20. Consequences of you terminating your policy

20.1 In the event that you cancel your Policy before the Smart Services End Date, the Smart Services shall automatically terminate with effect from the end date of your Policy (Expiry Date).

20.2 You must within 30 calendar days of the Expiry Date return the Smart Properties Devices Package, using the pre-paid return envelope that we post to you or allow our representative to collect the Smart Properties Devices Package from you.

21. Consequences of us terminating your policy

21.1 In the event that we cancel your Policy before the Smart Services End Date, the Smart Services shall automatically terminate with effect from the end date of your Policy (Expiry Date).

21.2 You must within 30 calendar days of the Expiry Date return the Smart Properties Devices Package, using the pre-paid return envelope that we post to you or allow our representative to collect the Smart Properties Devices Package from you.

22. Notices

22.1 Except as otherwise expressly provided within these Terms, no notice or other communication from one party to the other shall have any validity under these Terms unless made in writing by or on behalf of the party concerned.

22.2 Any notice or other communication which is to be given by either party to the other shall be given by letter (sent by hand, post, registered post or by the recorded delivery service) to the individual named within the Order Form and copied by electronic mail to addresses stated within the Order Form.

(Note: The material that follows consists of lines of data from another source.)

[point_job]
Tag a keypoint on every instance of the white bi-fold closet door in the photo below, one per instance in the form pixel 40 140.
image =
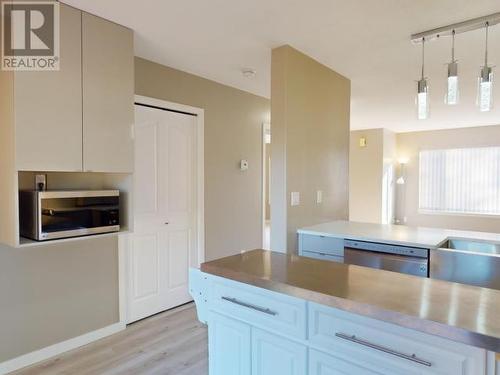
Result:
pixel 163 245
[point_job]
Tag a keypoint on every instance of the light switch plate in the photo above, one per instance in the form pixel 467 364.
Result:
pixel 243 165
pixel 319 196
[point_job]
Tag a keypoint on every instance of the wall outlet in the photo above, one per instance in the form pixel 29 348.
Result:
pixel 319 196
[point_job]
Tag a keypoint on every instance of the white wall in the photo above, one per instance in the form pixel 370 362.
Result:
pixel 366 173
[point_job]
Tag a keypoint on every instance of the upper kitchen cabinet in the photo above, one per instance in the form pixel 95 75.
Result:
pixel 108 95
pixel 48 106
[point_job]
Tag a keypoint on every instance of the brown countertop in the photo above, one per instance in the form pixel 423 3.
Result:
pixel 461 313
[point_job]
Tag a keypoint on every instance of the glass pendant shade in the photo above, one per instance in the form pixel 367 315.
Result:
pixel 422 99
pixel 452 97
pixel 485 81
pixel 485 89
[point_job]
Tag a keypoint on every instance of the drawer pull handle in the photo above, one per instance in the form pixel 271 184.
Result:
pixel 408 357
pixel 250 306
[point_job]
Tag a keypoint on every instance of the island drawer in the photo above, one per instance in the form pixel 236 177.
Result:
pixel 321 244
pixel 372 343
pixel 259 307
pixel 322 256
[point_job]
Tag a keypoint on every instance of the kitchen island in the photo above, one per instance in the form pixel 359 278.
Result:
pixel 273 313
pixel 428 238
pixel 466 257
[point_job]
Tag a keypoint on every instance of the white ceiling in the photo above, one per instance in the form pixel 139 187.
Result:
pixel 365 40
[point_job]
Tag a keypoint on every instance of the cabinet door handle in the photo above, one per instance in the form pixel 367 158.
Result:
pixel 408 357
pixel 250 306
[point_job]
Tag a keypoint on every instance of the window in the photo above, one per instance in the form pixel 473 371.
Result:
pixel 462 181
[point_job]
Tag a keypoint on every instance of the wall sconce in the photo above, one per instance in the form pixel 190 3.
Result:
pixel 401 179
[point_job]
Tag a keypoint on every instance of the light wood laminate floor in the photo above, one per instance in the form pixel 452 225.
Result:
pixel 170 343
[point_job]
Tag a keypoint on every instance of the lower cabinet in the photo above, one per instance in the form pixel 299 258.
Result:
pixel 324 364
pixel 251 332
pixel 229 351
pixel 273 355
pixel 235 348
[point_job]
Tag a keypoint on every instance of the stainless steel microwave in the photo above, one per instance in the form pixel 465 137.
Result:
pixel 48 215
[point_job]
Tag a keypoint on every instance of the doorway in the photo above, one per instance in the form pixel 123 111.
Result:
pixel 266 186
pixel 168 206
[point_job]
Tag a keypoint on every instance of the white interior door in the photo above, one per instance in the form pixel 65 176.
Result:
pixel 163 245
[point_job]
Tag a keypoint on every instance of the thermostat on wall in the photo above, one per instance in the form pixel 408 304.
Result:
pixel 243 165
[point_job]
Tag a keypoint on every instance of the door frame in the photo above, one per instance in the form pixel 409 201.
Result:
pixel 266 129
pixel 199 113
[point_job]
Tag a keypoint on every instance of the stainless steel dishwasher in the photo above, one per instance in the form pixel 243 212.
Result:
pixel 396 258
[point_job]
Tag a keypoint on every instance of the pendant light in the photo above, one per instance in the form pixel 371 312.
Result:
pixel 451 97
pixel 422 91
pixel 485 82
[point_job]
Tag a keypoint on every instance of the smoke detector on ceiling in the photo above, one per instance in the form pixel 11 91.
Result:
pixel 248 72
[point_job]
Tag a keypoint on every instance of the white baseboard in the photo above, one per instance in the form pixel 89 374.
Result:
pixel 61 347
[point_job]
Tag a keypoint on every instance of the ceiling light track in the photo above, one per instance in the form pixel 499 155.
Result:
pixel 457 28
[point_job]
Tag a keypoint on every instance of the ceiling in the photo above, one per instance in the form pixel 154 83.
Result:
pixel 367 41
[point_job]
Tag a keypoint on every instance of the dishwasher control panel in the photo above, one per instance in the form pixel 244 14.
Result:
pixel 387 248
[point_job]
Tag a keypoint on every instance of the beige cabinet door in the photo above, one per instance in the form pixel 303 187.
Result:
pixel 48 107
pixel 108 95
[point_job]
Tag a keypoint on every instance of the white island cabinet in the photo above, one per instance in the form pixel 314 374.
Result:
pixel 256 331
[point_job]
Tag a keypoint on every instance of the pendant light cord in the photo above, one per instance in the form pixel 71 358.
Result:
pixel 486 49
pixel 423 56
pixel 453 46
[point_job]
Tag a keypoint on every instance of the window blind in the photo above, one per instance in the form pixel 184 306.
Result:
pixel 465 180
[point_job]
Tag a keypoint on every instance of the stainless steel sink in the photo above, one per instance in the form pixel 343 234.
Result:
pixel 472 246
pixel 467 262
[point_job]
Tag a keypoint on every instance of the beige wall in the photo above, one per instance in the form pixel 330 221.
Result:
pixel 365 176
pixel 409 145
pixel 310 109
pixel 52 293
pixel 233 131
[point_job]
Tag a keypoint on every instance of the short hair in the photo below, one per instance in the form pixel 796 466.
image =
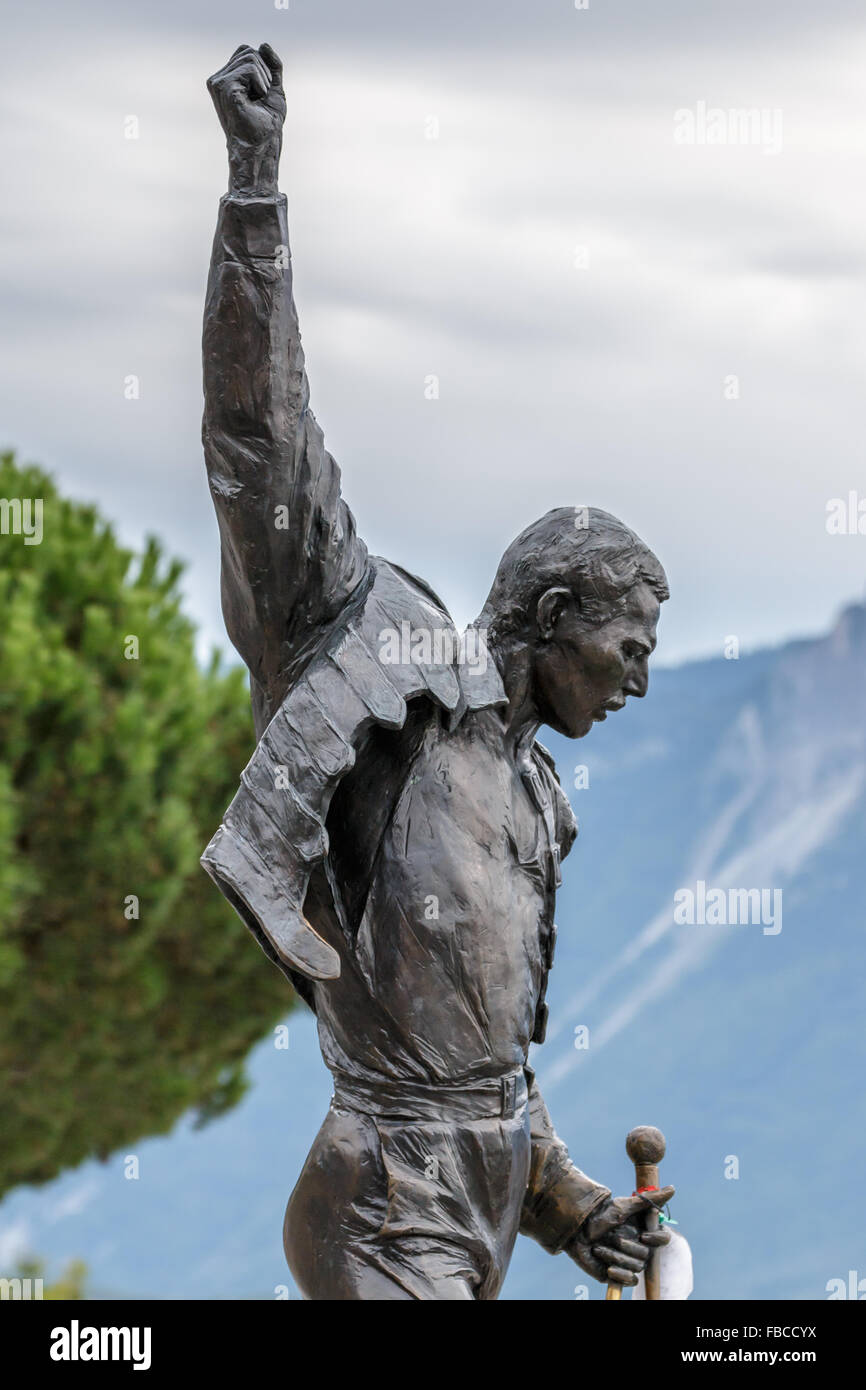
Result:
pixel 584 549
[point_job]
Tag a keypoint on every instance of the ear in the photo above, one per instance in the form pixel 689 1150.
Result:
pixel 551 606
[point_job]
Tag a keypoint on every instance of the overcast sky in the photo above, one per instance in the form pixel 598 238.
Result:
pixel 559 384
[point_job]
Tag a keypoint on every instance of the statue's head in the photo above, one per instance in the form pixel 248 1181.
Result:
pixel 577 595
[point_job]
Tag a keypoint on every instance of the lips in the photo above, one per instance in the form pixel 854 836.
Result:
pixel 608 708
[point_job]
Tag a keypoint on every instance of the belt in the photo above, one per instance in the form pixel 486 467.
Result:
pixel 496 1097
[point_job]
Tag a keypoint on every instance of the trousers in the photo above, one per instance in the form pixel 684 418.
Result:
pixel 412 1193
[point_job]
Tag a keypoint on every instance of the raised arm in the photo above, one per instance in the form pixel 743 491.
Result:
pixel 291 556
pixel 565 1209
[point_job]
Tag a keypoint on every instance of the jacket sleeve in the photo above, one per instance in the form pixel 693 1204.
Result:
pixel 559 1197
pixel 291 556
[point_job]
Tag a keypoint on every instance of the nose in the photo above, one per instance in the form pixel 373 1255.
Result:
pixel 637 681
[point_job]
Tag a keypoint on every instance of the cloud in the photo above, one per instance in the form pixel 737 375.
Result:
pixel 456 257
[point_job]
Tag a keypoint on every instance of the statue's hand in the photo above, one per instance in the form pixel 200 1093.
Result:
pixel 250 104
pixel 612 1244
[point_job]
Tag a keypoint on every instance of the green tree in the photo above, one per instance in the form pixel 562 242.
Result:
pixel 118 755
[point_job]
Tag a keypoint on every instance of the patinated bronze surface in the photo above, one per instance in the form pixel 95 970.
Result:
pixel 396 840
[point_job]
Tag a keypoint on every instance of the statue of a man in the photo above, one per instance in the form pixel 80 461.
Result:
pixel 396 840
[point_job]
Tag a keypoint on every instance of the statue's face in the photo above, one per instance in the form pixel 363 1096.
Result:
pixel 581 673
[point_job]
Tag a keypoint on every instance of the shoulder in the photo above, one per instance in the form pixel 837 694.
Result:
pixel 566 820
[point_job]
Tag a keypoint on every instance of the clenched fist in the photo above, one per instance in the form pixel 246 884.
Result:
pixel 250 104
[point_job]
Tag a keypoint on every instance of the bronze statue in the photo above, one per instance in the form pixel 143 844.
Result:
pixel 395 844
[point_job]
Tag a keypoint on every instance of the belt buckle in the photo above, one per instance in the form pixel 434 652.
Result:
pixel 509 1097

22.3 Provided the relevant notice or communication is not returned as undelivered, it shall be deemed to have been given two Working Days after the day on which the letter was posted.

22.4 Either party may change its address for service by serving a notice in accordance with this clause.

23. Miscellaneous

23.1 Even if we delay in enforcing this Agreement, we can still enforce it later. If we do not insist immediately that you do anything you are required to do under these Terms, or if we delay in taking steps against you in respect of your breaching this Agreement, that will not mean that you do not have to do those things and it will not prevent us taking steps against you at a later date.

23.2 Neither you nor we will be liable to the other for any failure or delay, or for the consequences of any failure or delay, in performance of this Agreement if it is due to any event beyond reasonable control and contemplation. This includes, without limitation, acts of God, war, industrial disputes, protests, fire, flood, storm, explosion, an act of terrorism and national emergencies.

23.3 We may transfer this Agreement to someone else. We may transfer our rights and obligations under these Terms to another organisation. We will inform you in writing if this happens and will use reasonable endeavours to ensure that the transfer will not affect your rights under the Agreement.

23.4 This Agreement does not give rise to any rights under the Contracts (Rights of Third Parties) Act 1999 to enforce any term of the Agreement.

23.5 This Agreement constitutes the entire agreement between the parties and supersedes and extinguishes all previous agreements, promises, assurances, warranties, representations and understandings between them, whether written or oral, relating to its subject matter.

23.6 Each party agrees that it shall have no remedies in respect of any statement, representation, assurance or warranty (whether made innocently or negligently) that is not set out in this Agreement. Each party agrees that it shall have no claim for innocent or negligent misrepresentation or negligent misstatement based on any statement in this Agreement.

23.7 Ecclesiastical may change these Terms by notice to you (for example, by a notice by email, text message or mail), and both parties agree that changes cannot be retroactive. If you do not agree to these changes, you must stop using the Smart Properties Devices Package and Smart Services.

23.8 If a court finds part of this Agreement illegal, the rest will continue in force. Each of the paragraphs of these Terms operates separately. If any court or relevant authority decides that any of them are unlawful, the remaining paragraphs will remain in full force and effect.

This Agreement is governed by the laws of England, and any dispute arising under or in connection with this Agreement shall be subject to the exclusive Jurisdiction of the English and Welsh courts.